Primavera
O tempo passara e ele sequer deu-se conta. Um turbilhão de sensações arrebatadoras o invadiam naquele momento. Lembranças recentes misturavam-se às antigas e formavam uma nova realidade, de cronologia abstrata e duvidosa.
Estava sentado numa cadeira de balanço tão desgastada quanto ele. O ruído característico do movimento incomodava a todos, mas ele não se importava. O ir e vir era estranhamente natural, quase uma extensão de seu corpo. E embalava suas recordações.
O primeiro amor veio à tona. Riu de si quando recordou a certeza que tinha de que seria eterno. Lembrou-se de como tudo terminou e, depois, de como esquecê-la foi mais fácil do que pensou que seria.
Verão
Revivia em sua mente as emoções. Era como se estivesse lendo um livro de sua própria história, folheando páginas que, de tão bem descritas, o faziam imaginar perfeitamente as cenas.
O enredo fantasioso o conduzia, agora, à época da adolescência. Amargurou-se ao pensar o quanto o período da guerra prejudicara seu relacionamento social já que, dentre tantas preocupações prioritárias não constava, obviamente, a de fazer um adolescente se dar bem com os colegas da nova escola.
Estaria sendo egoísta ao pensar unicamente em si, com tantas questões mais relevantes a ser consideradas numa guerra? Foda-se. Era o que sentia e ponto. Cansara-se das concessões sociais que tivera de fazer no decorrer dos anos. Sentiu-se no direito de, ao menos em pensamento, ser politicamente incorreto.
Outono
Seguiu-se uma onda de recordações aflitivas. O desaparecimento da irmã e a morte do pai trouxeram consigo uma sensação melancólica, que lhe oprimia o peito intensamente. De súbito, retornou àquele período, vivenciando novamente o sentimento doloroso.

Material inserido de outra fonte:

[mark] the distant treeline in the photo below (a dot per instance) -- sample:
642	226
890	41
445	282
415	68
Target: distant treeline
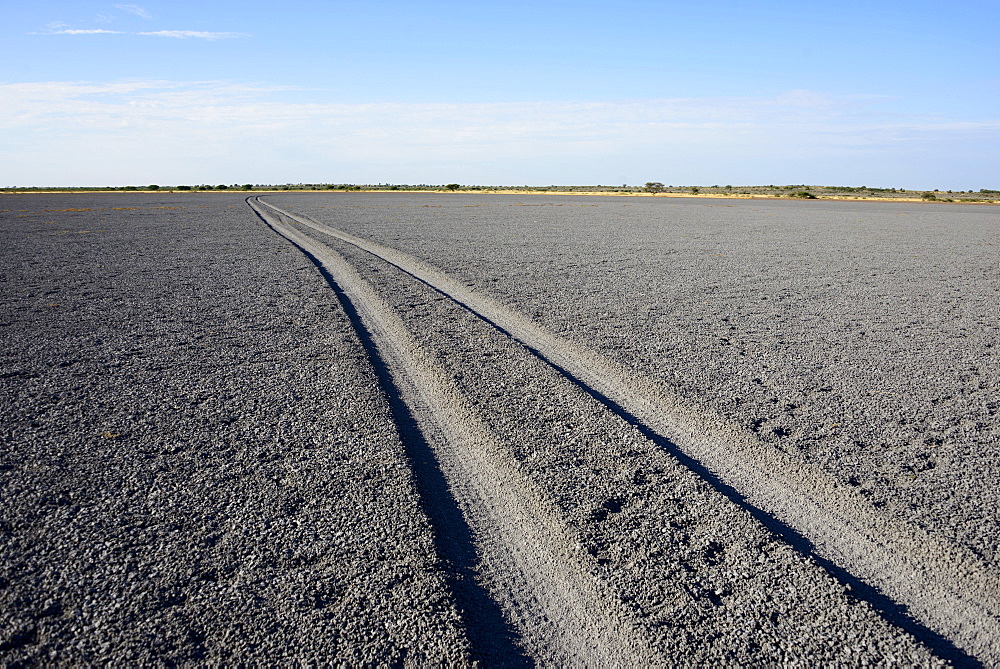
650	187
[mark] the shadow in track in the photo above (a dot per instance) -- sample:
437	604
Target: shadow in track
493	640
890	610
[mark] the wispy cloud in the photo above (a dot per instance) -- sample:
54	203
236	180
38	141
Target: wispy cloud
135	10
196	34
59	29
184	131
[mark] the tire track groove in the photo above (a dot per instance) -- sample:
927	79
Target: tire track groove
952	596
530	563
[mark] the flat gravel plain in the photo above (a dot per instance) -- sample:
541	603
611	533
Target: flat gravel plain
196	462
863	337
211	452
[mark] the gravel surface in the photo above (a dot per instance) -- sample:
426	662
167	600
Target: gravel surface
196	461
210	452
705	582
862	337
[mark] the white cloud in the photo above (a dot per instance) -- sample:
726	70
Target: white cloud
183	132
135	10
199	34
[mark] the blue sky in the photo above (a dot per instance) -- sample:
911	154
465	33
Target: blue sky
546	92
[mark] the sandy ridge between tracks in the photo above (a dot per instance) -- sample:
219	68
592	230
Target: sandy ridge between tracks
531	564
941	584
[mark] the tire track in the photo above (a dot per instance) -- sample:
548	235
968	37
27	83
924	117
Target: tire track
531	564
941	585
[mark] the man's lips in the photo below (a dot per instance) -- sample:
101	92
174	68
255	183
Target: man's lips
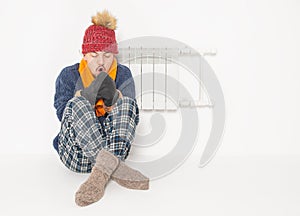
100	69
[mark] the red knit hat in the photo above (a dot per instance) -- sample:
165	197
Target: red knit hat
101	35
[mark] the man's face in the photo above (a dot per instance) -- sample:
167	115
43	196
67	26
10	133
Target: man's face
99	62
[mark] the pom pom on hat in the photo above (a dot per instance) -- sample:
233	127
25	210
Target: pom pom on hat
101	35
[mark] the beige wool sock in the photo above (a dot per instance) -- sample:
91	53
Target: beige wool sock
130	178
93	188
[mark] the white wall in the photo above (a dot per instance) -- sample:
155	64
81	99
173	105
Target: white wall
257	43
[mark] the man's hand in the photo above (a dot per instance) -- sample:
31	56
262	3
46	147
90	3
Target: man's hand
103	87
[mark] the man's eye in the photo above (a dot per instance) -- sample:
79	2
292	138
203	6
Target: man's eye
107	55
94	55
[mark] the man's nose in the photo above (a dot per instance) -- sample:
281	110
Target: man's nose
100	60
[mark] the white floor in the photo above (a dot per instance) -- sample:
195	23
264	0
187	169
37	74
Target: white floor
257	185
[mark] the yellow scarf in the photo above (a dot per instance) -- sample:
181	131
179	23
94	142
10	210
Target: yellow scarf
87	78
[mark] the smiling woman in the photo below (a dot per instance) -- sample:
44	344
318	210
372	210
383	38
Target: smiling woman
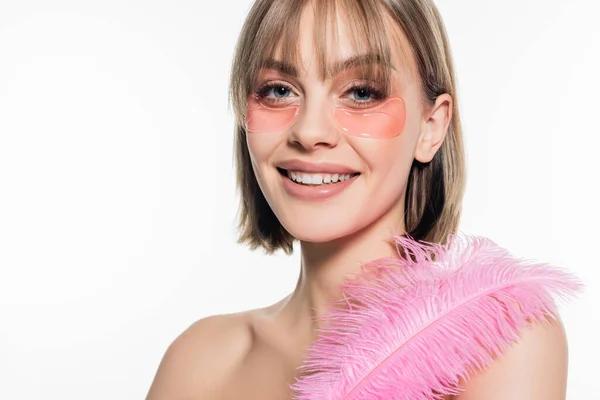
348	132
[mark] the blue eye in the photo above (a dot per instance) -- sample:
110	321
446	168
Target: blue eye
279	91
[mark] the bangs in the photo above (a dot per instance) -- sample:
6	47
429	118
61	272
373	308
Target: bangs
369	29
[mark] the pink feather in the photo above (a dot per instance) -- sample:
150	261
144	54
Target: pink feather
410	327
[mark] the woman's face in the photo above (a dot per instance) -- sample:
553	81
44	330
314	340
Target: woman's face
308	130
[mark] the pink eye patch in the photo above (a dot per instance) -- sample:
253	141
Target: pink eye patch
382	121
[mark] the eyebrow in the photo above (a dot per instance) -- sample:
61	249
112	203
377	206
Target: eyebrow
338	67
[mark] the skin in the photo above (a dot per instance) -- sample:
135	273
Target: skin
254	354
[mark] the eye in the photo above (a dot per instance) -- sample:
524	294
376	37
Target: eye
280	92
367	95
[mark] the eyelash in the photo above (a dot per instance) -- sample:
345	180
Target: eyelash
375	93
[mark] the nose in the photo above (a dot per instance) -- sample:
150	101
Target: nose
314	127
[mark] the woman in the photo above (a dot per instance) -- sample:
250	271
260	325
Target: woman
348	132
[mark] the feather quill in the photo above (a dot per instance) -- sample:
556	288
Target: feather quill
411	327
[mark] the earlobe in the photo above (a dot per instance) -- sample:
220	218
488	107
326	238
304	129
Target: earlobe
434	129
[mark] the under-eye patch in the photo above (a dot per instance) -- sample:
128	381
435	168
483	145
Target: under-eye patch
384	120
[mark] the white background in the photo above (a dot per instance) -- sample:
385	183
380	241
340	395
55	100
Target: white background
117	199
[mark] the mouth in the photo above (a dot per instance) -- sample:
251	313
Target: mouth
316	179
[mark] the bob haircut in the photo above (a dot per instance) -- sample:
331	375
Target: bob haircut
435	189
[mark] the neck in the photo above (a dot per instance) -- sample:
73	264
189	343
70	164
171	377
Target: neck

De modo mais pragmático, refletiu acerca do erro que fora seu primeiro casamento e da felicidade quase que mecanicista com que vivera o segundo.
Queria entender por que, dentre tantos momentos agradáveis, eram justamente os negativos que viam à tona. Começou, intuitivamente, a elencar os sofrimentos, classificando-os por níveis de intensidade e durabilidade.
Discussões, mortes, mágoas, rupturas. Em sua vida, essas palavras sempre estiveram presentes. Em alguns momentos, chegavam todas de uma vez. Em outros, vinham separadas, após um longo período de latência que o levava a crer, erroneamente, que enfim estava sendo feliz.
Inverno
Antes não era assim. A apatia que em alguns momentos o atingia era rapidamente aplacada, diante da certeza de que o futuro lhe seria promissor. Assim, toda vez que sentia certo descontentamento com a realidade, confortava-se ao pensar que as coisas mudariam.
Afinal, tinha tempo.
Mas o tempo passou. De forma arrebatadora. Implacável. As frustrações pessoais e profissionais o transformaram num homem amargurado. A alegria juvenil e o frescor que lhe transparecia em tudo que realizava, deram lugar à austeridade.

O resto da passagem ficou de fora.